Si bien la mayoría de las clases de mi carrera tenían lugar en el edificio de 12 de octubre, algunos teóricos se dictaban en el Salón de Actos de Alem y en el Aula Magna de Colón 80. Un aspecto decisivo de mi primer contacto con la vida universitaria fueron las grandes dimensiones de sus aulas y las clases superpobladas, en las que uno se esforzaba por tomar los mejores apuntes posibles para así prepararse para los parciales. Enseguida formé un grupo de amigos y compañeros de estudio, con el que transité todo el primer año de la carrera. Los lazos afectivos fueron fundamentales para no dejarse apabullar por esa mole de grandes dimensiones  en las que uno era un simple estudiante procedente de la zona.

Varios años después, recibo mi diploma de Profesor en Letras y me viene a la memoria el logo de la universidad, donde hay una frase que reza: ARDVA VERITATEM, “la verdad se consigue con esfuerzo”. ¿Qué tiene para decirnos hoy esta expresión un tanto vetusta, escrita en una lengua, según se dice, muerta? Se me ocurren dos cosas. La primera: en una época en que las creencias y las opiniones parecen imponerse sobre los hechos, en tiempos  de posverdad, la universidad apuesta a la construcción de conocimiento y si se me permite de conocimiento crítico, porque la verdad no puede surgir más que de la interrogación constante. La segunda: para llegar a esa verdad no alcanzan las luces o la inspiración circunstancial sino que hay que esforzarse, trabajar, poner el cuerpo.
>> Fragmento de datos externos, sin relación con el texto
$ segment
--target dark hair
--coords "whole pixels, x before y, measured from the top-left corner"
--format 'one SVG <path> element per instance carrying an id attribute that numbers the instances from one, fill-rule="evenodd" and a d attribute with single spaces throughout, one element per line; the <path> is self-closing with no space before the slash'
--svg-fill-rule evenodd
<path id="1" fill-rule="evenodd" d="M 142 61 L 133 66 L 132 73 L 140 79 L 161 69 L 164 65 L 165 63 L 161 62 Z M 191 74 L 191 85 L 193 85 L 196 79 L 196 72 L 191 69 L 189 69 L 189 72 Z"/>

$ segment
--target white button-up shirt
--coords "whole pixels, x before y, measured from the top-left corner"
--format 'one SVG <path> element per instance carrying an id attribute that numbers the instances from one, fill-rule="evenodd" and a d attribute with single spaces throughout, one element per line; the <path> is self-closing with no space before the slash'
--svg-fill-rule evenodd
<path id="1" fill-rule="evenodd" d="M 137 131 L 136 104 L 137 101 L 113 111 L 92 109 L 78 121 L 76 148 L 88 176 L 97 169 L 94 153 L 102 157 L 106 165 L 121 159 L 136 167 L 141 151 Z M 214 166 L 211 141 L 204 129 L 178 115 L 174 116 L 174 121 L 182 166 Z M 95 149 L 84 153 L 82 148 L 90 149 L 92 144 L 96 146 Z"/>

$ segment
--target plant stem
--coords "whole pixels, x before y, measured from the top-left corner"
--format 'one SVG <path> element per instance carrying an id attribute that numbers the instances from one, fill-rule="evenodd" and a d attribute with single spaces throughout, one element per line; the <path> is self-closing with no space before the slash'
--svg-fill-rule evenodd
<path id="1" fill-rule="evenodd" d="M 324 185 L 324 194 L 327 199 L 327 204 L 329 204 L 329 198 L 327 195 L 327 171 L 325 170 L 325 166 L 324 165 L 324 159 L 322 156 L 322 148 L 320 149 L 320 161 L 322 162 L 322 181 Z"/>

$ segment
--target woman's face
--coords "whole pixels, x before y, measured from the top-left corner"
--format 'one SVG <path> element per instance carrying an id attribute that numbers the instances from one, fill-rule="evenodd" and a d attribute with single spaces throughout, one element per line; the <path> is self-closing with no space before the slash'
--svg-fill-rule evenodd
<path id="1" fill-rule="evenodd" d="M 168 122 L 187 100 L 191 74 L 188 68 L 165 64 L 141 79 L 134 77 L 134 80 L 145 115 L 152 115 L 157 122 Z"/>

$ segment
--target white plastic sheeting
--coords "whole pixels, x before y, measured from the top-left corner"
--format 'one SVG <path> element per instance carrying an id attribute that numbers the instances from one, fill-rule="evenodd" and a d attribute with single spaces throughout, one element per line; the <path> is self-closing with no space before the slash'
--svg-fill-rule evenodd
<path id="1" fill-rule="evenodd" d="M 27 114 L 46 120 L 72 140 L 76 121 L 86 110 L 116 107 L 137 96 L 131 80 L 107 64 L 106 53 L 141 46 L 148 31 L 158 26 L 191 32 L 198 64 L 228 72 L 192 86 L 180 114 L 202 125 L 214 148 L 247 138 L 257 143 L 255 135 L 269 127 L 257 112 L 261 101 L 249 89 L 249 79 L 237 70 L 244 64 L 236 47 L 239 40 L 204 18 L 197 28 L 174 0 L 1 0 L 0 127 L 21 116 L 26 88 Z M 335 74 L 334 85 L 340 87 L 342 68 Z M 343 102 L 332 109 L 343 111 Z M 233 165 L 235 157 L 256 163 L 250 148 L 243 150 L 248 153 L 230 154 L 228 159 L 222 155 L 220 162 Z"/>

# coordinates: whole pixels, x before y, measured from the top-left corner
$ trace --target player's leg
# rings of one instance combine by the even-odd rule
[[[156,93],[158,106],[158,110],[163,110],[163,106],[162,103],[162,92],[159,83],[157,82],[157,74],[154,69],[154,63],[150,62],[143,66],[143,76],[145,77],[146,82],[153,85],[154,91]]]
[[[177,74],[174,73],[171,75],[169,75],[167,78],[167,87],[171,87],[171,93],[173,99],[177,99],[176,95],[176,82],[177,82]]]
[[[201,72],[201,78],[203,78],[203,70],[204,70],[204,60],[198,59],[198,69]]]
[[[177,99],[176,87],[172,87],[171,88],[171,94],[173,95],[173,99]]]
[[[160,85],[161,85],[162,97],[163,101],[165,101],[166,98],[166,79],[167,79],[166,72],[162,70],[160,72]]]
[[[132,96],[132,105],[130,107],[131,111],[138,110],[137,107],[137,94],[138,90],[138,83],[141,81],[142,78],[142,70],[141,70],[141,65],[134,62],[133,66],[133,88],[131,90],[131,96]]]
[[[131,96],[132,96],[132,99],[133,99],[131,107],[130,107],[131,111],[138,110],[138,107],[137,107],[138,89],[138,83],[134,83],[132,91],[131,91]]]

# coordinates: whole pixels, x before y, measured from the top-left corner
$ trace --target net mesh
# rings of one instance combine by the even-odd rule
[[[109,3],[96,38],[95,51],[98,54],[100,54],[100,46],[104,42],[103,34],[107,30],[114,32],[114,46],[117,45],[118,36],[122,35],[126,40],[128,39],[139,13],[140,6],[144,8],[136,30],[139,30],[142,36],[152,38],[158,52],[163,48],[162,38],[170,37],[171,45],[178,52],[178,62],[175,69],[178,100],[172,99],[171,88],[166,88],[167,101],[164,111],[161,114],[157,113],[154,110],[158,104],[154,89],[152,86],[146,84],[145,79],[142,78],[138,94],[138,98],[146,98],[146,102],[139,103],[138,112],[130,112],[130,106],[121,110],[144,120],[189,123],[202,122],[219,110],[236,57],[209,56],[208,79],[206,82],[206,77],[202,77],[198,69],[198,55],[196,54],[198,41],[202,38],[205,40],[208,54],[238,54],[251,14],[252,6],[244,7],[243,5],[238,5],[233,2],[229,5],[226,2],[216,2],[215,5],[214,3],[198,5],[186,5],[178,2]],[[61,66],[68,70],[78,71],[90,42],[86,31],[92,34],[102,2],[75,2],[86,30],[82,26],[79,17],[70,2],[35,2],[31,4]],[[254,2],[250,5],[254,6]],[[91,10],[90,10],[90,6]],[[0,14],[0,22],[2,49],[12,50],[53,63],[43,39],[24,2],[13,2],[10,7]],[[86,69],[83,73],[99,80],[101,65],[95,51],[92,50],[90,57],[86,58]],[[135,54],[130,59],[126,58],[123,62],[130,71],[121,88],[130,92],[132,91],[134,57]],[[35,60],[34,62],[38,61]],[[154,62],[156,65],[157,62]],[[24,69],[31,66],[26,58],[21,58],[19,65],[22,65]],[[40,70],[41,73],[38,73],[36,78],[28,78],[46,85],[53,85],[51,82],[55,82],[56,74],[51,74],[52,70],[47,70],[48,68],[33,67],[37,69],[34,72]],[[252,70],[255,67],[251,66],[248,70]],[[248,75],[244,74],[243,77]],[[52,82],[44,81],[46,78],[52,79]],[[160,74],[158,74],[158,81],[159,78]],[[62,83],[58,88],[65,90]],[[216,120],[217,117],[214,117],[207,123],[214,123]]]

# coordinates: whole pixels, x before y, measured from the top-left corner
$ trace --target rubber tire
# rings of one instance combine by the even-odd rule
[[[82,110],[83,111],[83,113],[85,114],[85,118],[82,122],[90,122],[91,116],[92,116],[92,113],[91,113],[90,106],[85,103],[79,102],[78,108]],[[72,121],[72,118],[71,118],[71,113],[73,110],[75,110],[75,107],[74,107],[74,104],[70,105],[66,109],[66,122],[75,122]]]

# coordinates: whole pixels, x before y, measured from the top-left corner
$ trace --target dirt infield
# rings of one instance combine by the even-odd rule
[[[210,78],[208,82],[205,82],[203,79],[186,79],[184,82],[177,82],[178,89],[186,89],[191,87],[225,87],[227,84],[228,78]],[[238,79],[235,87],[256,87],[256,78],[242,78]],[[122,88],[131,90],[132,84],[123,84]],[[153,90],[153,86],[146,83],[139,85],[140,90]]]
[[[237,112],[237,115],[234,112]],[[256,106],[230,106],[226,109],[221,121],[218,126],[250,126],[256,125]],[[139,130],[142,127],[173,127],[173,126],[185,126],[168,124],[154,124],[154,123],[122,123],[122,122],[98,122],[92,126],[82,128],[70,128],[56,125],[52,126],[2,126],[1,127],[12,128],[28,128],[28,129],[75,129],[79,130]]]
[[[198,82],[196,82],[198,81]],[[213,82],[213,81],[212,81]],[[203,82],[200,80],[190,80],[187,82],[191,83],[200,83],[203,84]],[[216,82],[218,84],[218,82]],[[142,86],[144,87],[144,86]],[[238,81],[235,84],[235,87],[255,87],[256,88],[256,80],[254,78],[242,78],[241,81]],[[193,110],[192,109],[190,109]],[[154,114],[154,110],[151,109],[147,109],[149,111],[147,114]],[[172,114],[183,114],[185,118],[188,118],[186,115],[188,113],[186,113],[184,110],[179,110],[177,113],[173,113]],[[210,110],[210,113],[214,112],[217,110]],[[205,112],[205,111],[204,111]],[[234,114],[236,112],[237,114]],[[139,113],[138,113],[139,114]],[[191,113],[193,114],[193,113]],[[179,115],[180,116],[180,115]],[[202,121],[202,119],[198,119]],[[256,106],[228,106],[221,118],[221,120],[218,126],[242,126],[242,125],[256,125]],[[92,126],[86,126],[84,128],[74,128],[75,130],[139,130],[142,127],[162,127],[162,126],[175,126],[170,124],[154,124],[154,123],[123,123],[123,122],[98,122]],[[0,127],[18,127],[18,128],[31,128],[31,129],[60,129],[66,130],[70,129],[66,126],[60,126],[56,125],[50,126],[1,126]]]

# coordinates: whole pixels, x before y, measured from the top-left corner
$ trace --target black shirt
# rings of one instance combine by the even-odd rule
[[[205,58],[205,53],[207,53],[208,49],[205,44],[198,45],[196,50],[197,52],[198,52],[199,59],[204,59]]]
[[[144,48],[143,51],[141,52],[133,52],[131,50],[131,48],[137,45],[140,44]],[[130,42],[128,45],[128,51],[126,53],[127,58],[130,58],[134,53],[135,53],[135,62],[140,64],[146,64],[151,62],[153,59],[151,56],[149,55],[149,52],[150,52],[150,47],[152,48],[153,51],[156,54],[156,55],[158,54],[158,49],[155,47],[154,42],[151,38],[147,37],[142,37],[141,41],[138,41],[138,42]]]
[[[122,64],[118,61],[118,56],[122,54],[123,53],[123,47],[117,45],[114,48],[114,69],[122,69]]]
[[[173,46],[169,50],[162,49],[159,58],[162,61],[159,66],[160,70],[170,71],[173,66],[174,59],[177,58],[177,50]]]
Cualquier graduado o graduada universitaria sabe de ese esfuerzo, de las largas tardes de mate en la biblioteca para preparar un parcial, de mantener la atención por horas tal como nos exigía una clase teórica en un aula masiva, de los nervios y las ansiedades de tener frente a uno el examen a resolver. Pero ese esfuerzo no es de ninguna manera individual: en cada diploma hay varios esfuerzos concentrados. Está el esfuerzo de nuestras y nuestros docentes, que nos acompañaron y guiaron a lo largo del recorrido, está el esfuerzo de las autoridades estatales, que garantizaron una educación pública y de calidad y está el esfuerzo de nuestros familiares y amigos, que nos dieron ánimo en los momentos difíciles y compartieron nuestros logros con la misma alegría que nosotros. Dimos todo y recibimos todavía más. La verdad se consigue con esfuerzo.